Relatou aos pescadores que desde sua saída de Macau chovia muito forte e em vista disso já havia morrido vários animais. Explicou também que o perecimento dos animais não era causado por doença, e sim pelas precárias condições que estavam viajando. Foi então que o capitão informou que, há pouco tempo, havia morrido mais uma cabra e que seria atirada ao mar, como vinha acontecendo com todos os animais que não sobreviviam. Como eles estavam voltando para casa, ofereceu o animal para que pudesse aproveitá-lo, o que foi prontamente aceito por eles sem maiores delongas.

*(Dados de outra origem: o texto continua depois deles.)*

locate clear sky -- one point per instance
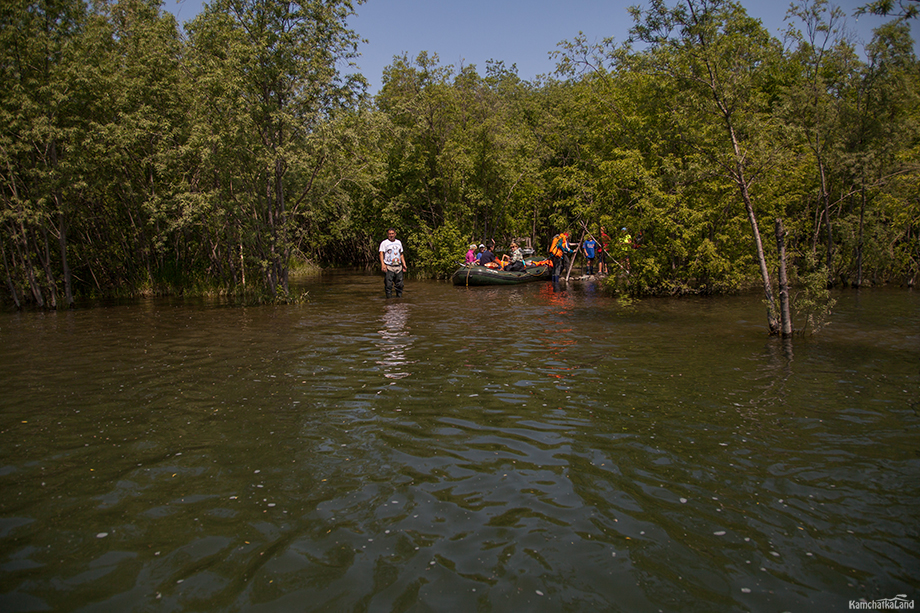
(521, 32)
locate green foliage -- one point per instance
(134, 159)
(438, 252)
(812, 302)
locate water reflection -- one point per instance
(550, 451)
(395, 340)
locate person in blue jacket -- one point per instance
(589, 248)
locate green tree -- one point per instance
(269, 81)
(726, 66)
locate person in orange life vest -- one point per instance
(602, 258)
(624, 246)
(589, 247)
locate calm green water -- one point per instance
(462, 449)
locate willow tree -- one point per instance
(815, 102)
(37, 117)
(724, 63)
(269, 79)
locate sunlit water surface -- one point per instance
(459, 449)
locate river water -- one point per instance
(459, 449)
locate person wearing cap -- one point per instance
(486, 256)
(517, 258)
(392, 263)
(471, 255)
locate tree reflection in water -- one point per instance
(395, 338)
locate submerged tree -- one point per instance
(725, 65)
(269, 80)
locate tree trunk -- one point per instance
(772, 319)
(65, 266)
(785, 313)
(862, 217)
(825, 198)
(9, 278)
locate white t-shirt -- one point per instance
(391, 251)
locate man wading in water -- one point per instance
(392, 263)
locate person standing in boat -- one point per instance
(589, 247)
(392, 263)
(557, 249)
(602, 257)
(471, 255)
(486, 257)
(517, 259)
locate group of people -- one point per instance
(483, 255)
(393, 257)
(592, 250)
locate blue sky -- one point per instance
(521, 32)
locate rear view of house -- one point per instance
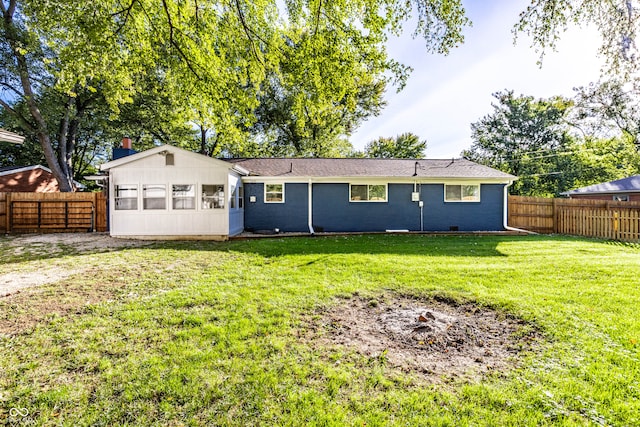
(341, 195)
(167, 192)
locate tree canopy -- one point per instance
(217, 59)
(543, 142)
(403, 146)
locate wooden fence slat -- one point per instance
(591, 218)
(59, 212)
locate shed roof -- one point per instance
(624, 185)
(405, 168)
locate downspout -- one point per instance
(505, 213)
(310, 214)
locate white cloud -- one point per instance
(445, 95)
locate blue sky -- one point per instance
(445, 94)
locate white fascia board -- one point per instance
(239, 169)
(374, 179)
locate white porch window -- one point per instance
(126, 197)
(154, 196)
(213, 196)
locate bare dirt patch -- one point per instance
(435, 338)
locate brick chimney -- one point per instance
(124, 150)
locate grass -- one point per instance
(197, 333)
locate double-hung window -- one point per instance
(368, 193)
(462, 193)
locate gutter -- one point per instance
(505, 213)
(310, 213)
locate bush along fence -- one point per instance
(52, 212)
(591, 218)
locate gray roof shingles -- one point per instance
(630, 184)
(388, 168)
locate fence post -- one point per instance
(8, 212)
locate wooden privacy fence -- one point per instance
(591, 218)
(52, 212)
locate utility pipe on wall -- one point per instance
(310, 214)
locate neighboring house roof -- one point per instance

O barco havia sido rebocado por um tempo, quando avistam outro bote navegando em sua direção. Eram o mestre Francisquinho e seu companheiro Zé Inquim, que como João Peixinho havia previsto, notando a demora em seu retorno, já vinham em seu socorro.
O navio seguiu viagem e os pescadores retornaram a Pipa com o porão do barco cheio de peixes e mais uma cabra, presente do capitão. Esse inusitado presente terminou por transformar-se em objeto de grande polêmica: o dono do barco que por tradição e contrato, tem direito a metade de tudo que for pescado, quis estender seus direitos ao presente do capitão. Foi prontamente repudiado por João Peixinho, alegando que somente os peixes eram passivos de divisão. Não chegando a um entendimento com o patrão que insistia na divisão de tudo, resolveu deixar o emprego temporário, mas manteve-se firme em sua posição.

A vida inteira passada no mar, dota o pescador de muita experiência que é adquirida, no duro enfrentamento das mais adversas condições que encontram na luta pela sobrevivência. Para se tornar um mestre de banco como foi o caso de João Peixinho, é condição básica saber se orientar em alto mar, principalmente quando não fosse possível enxergar as “marcas de terra”. À noite, a orientação era feita pelos astros e estrelas. Durante o dia era a posição que os ventos ou mesmo as correntes marítimas, que lhe indicavam a direção a seguir.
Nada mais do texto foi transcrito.